Come fenomeno di superficie, la deflazione può essere facilmente controllata iniettando più denaro nella circolazione. Questo è quanto è successo negli ultimi decenni e ha visto una accelerazione durante la prima reazione dello Stato alla crisi scoppiata nel 2007.
Questo continua in una certa misura. Si crea ancora denaro ad un ritmo accelerato, in particolare negli Stati Uniti. L'amministrazione Obama non ha ancora stabilito una politica di austerità dura. Questo potrebbe cambiare dopo le prossime elezioni del Congresso. La prevista vittoria repubblicana potrebbe dare una scusa politica ad Obama per mettere in pratica la stessa politica che di tagli dei suoi partner europei.
Eliminare la deflazione in superficie non aiuta perché la superficie - il livello dei prezzi - non è il vero problema. Il vero problema è sotto: la difficoltà crescente ad aumentare la produzione per aumentare il valore nel campo della produzione verso la tesaurizzazione, cosa che causa una fuga del valore. Iniettare più denaro porta alla de-valorizzazione della moneta, che non risolve il problema della de-valorizzazione delle merci, ma ne crea uno nuovo. L'inflazione fa perdere al denaro la sua capacità di stoccare valore, quando la domanda cresce. Quindi il capitale va verso ciò che può dare l'illusione di resistere a questa tendenza generale al ribasso.

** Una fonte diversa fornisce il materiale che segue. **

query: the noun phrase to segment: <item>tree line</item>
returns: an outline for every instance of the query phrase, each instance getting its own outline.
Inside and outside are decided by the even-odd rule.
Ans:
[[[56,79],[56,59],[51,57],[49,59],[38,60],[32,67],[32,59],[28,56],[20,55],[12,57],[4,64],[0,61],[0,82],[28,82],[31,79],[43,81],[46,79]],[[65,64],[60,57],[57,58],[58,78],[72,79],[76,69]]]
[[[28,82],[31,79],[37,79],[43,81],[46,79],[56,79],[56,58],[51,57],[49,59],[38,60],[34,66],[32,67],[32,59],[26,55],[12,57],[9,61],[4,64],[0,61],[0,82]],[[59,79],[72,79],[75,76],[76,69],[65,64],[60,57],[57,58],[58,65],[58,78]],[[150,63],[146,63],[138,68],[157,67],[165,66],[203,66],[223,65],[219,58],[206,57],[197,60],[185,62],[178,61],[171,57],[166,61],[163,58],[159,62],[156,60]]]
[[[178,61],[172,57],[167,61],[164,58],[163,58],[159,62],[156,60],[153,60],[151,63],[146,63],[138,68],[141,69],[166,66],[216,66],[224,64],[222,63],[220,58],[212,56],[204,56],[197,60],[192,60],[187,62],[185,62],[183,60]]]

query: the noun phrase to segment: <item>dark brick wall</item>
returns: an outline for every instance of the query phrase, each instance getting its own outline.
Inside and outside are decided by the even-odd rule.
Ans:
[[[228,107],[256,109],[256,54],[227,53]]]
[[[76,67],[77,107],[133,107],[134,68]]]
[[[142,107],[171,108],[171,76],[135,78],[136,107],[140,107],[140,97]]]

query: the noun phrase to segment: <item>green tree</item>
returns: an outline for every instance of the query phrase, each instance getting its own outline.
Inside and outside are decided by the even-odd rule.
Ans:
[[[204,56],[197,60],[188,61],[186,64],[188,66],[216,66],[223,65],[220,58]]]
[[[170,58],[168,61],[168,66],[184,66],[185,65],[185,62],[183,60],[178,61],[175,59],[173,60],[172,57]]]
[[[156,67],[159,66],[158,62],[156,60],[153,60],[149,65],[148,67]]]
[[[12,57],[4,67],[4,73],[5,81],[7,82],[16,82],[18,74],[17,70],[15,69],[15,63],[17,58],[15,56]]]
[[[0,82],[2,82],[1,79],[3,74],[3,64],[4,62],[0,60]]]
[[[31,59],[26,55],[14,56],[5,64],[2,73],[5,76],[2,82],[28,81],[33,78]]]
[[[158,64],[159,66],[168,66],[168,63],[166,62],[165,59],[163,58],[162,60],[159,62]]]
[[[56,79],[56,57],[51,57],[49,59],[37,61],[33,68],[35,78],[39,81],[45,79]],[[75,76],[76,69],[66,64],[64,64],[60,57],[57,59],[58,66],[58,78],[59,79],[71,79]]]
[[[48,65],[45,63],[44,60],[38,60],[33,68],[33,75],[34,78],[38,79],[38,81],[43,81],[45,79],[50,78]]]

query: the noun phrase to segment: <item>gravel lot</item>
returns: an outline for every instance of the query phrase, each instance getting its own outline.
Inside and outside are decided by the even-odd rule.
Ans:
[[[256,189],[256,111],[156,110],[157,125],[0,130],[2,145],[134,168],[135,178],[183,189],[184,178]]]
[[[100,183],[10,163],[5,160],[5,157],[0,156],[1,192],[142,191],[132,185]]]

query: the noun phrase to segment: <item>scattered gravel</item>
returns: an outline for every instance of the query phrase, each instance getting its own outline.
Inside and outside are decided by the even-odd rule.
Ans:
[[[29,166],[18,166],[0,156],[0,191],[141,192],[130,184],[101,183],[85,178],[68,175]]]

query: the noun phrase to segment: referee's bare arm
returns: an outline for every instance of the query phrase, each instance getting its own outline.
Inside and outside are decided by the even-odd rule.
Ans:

Quindi gli Stati e le aziende si fanno concorrenza sui tagli dei salari e dei bilanci, al fine di tesaurizzare. Se non lo facessero sarebbero puniti dalla fuga di capitali. Altri si fanno una concorrenza differente: manipolano i tassi di cambio delle rispettive valute per mantenere artificialmente un basso prezzo per i loro prodotti sui mercati di esportazione. Questo sgonfia i prezzi prima ancora che i prodotti raggiungono il mercato a scapito dei lavoratori che li hanno prodotti. La recente accelerazione di questa tendenza ricorda le svalutazioni competitive degli anni 30. C'è odore di disperazione.
Ma che altro può fare un capitalista in un momento come questo? Con la prospettiva di deflazione, la reazione logica è di tagliare i costi ancora di più, per proteggere la sua linea di fondo. La deflazione non è necessariamente un disastro per il capitale se sono i lavoratori, l'ambiente, la società nel suo complesso a pagarne il prezzo. Ma ciò che il capitale non può impedire è che la contraddizione tra i suoi interessi e quelli dell'umanità diventi sempre più evidente. Quello che non può impedire è il conflitto di classe. La resistenza della classe lavoratrice esprime la volontà dell'umanità di vivere, contro il mostro apparentemente autonomo che è l'accumulazione del capitale.